Since late May, the Moroccan government has been struggling to control an unexpected -- and unprecedented -- native uprising in the section of Western Sahara under its administrative control.
Yesterday Morocco sentenced fourteen key leaders in this movement, handing down sentences ranging from six months to three years. Two of the youngest activists, Aminatou Haidar and Ali Salem Tamek, who have grown up under Moroccan occupation, were given seven and eight month sentences respectively. First generation nationalists and long time human rights activists like Brahim Noumria and Hmed Hamad received longer sentences.
The summer of 2005 saw some of the fiercest resistance to the Moroccan occupation since Rabat marched into the former Spanish colony in October 1975. Like Israel in the West Bank and Gaza, Morocco originally fought an external threat, the Polisario Front, an indigenous Western Saharan independence movement backed by, and based in, Algeria. But now Morocco is facing a full fledged internal 'Intifada' against Morocco's attempted annexation of the territory. Earlier this week Saharan students in primary and secondary schools held demonstrations, unfurling the flag of the Saharan Arab Democratic Republic, the Polisario's government in exile.
The tensions have led to the beating death of one Saharan youth and, recently, the murder of an elder Saharan at the hands of Moroccan security forces. The later occurred in the town of Tan Tan, a city located in southern Morocco but a traditionally ethnic Sahrawi (Saharan) city.
Indeed, discontent is not limited to the territory of Western Sahara under Moroccan control, but has spread to ethnic Sahrawi areas in Morocco. An ethnic Sahrawi from Morocco, Ali Salem Tamek is the popular face of the new Intifada, which has gained in momentum since exploding into existence in September 1999.

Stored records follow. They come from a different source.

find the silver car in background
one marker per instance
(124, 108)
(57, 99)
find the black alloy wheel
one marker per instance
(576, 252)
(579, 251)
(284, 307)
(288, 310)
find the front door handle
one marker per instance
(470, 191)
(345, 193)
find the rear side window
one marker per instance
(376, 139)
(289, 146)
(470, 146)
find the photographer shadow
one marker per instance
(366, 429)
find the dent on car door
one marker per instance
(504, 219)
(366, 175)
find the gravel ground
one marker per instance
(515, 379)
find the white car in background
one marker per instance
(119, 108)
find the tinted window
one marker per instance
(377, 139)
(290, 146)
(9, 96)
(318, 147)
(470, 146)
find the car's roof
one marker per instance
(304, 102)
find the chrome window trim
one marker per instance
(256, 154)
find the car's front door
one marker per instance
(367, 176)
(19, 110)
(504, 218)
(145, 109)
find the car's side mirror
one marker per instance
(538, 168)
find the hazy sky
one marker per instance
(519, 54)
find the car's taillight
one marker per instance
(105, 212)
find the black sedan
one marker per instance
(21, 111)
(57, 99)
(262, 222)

Aminatou Haidar has become a symbol of resistance herself. "Disappeared" by the Moroccan state in 1988, only to reappear in 1991 without redress, Mrs Haidar almost died in August following a harrowing fifty-five day hunger strike.

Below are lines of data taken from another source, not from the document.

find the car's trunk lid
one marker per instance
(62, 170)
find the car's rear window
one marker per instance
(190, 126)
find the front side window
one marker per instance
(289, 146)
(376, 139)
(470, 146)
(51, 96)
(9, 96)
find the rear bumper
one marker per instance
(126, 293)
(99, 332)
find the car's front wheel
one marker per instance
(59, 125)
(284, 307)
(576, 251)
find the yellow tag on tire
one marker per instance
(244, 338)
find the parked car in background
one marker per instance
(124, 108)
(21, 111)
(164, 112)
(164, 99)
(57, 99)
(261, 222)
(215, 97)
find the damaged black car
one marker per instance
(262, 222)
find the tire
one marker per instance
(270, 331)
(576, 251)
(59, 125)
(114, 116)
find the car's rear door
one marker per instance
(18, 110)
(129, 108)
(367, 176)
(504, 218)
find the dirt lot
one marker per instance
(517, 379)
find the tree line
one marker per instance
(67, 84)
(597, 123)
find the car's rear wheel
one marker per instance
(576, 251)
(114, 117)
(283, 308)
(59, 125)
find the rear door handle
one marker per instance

The Moroccan government's strategy is obviously aimed at decapitating the movement. (Another key leader, Briahim Dahane, is still awaiting trial.) Yet even with the main activists in jail, the demonstrations show no sign of ceasing.

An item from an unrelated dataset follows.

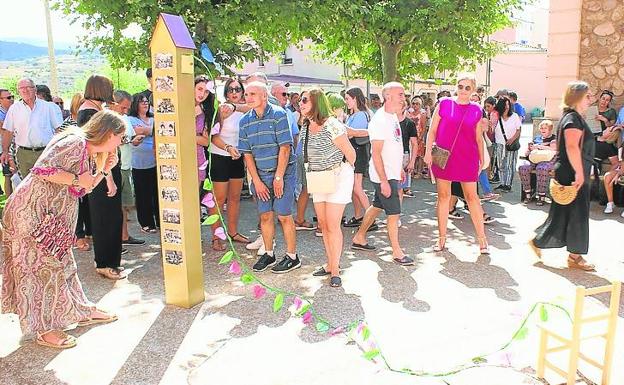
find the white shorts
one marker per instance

Another possibility is that Morocco is hoping to frustrate the movement so that someone will resort to terrorism. That would give Morocco, , in the eyes of France and the U.S., a blank cheque to arrest thousands, as it did with Islamists following the May 2003 bombings in Casablanca. So far, the Saharan demonstrations have been fairly non-violent, though there are now nightly scuffles between rock throwing Sahrawi youths and baton wielding Moroccan police.
It remains to be seen how the Saharan population will respond to these sentences.
However, if Morocco resorted to massive repression, don't expect the Polisario to sit quietly in Tindouf.